Many view the Knack as a sign of the cheapening of the Gillette product, which had enjoyed a whole lot of years as an all metal line of razors. Still, you can’t keep time from progressing, and new materials will take their turn upon the stage. I myself tend to appreciate all metal razors more than those that contain plastic parts. Truth be told, the Knack is the one of only a few razors I own that isn’t entirely metal of one sort or another. Being a sucker for expensive materials is, I suppose, a quirk I bring to safety razors from my prior obsession, that of a pocket knife collector. I’m actually surprised that I don’t own a razor made of titanium or something. They start making them available, this fool will probably be in line to get one.
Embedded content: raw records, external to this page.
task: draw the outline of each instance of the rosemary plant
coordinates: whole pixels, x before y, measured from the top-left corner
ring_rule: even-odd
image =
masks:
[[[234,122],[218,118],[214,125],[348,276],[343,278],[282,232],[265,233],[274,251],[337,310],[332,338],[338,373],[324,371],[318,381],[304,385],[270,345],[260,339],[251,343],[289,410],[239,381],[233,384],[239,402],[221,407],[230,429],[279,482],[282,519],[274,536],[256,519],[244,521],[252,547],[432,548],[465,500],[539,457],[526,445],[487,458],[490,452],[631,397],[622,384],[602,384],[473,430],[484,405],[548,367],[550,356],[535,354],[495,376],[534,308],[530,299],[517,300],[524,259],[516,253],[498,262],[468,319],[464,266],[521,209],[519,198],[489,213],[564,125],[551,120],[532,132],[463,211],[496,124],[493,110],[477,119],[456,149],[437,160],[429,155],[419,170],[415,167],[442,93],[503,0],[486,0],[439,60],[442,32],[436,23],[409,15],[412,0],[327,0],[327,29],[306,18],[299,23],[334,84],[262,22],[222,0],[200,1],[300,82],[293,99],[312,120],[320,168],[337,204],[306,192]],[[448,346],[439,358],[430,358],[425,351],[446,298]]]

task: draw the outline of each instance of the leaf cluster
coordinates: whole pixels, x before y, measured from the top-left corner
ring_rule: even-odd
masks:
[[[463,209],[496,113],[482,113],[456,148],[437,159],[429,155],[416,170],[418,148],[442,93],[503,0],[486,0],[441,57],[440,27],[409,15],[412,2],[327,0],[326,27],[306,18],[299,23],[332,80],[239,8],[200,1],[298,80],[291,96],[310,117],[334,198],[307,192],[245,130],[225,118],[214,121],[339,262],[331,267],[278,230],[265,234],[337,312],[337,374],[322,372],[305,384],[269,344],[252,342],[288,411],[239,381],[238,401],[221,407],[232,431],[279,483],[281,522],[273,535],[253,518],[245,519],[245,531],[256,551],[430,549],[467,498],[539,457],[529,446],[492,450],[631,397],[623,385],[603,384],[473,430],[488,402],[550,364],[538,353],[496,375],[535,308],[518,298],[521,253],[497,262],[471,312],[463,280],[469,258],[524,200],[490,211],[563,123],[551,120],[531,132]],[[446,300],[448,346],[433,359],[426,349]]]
Materials Discussion: (Digression alert)

I feel that I should point out that, in most cases, safety razors are not under such stress as tools that they require space age materials. Gillettes were made of brass and usually coated with nickel. They last nearly forever if they’re cared for and do not meet some unexpected calamity (like falling out the window of a fifth story walk-up, caroming into the street, and being smashed flat by a passing road grater. Most razors today are made from Zamak, which is a zinc alloy that is often classed as a “pot metal”. It’s cheap and easy to machine. Most razors made of this material are then given a hard coat of chrome, as Zamak itself is prone to oxidation. Step up from there, and you’ll find brass razors, coated with all the typical plating metals, such as nickel, chrome, gold, and rarely rhodium (which is awesome, but really pricey). The top-line razors are made from stainless steel, typically marine grade, such as 303 or 410 stainless. While this isn’t expensive metal, it’s much more demanding to machine, and also far, far tougher than any of the materials listed on the cheaper razors. It’s tough to find a razor for under a hundred dollars that’s made of all stainless. I know that titanium is used in at least one razor, made by Wolfman, but it’s rare. Some razors are also made of aluminum. The extreme lightness of aluminum makes it a less than ideal medium. It also tends to be very soft as a material. Finally, good old plastic. The earliest razors made of plastic date back to the 30’s, I believe. Early (and even current) razors were made of a type of plastic called Bakelite. Interesting stuff. It is a hard, unbending plastic, and has been used in some well-beloved razors. Your more standard, slightly porous, fairly bendy plastic has been used in some razors, too. In the handle element, the resin has no real downside except for a dearth of weight (unless lightness is what you’re looking for.) In the head, though…I’m not sold on it. I know some people like the Wilkinson Sword Classic razor, and a few others that make extensive use of plastics, but I remain somewhat unconvinced. Those are the biases I brought to the review of the Knack. You see, I’m actually getting back to the point, just as you’d given up all hope and decided to end it all.

<End Digression> 

I wasn’t really expecting anything particularly noteworthy from the Knack. I figured it would be a good shaver, but I primarily got it because I wanted to have an example of that model for my collection.

Well, I was pleasantly surprised. The Knack feels natural in hand and shaves really well. I find myself going back to it in preference to a lot of other razors I quite like. I find that, weirdly, I suppose, I can get every bit the shave with the Knack that I can with my Feather AS-D2. That doesn’t seem likely or rational, but there you have it. Looks are not everything. Nor is price. It is a pretty safe shave, quite mild, but it can get in there and give you an excellent shave. This is especially true with a blade on the sharp end of the spectrum. In this way, it is similar to the Superspeed design, with which it shares many similarities in head dynamics.

The Knack is worth your time, and worth a spot in your collection. Not revered as many of the other Gillettes might be, but a nice design, nonetheless. This is a vintage razor that should be available in good condition, and for a small price tag. I’d recommend trying out out if you rather like a two tone razor, and have had some good luck with mild shavers in the past.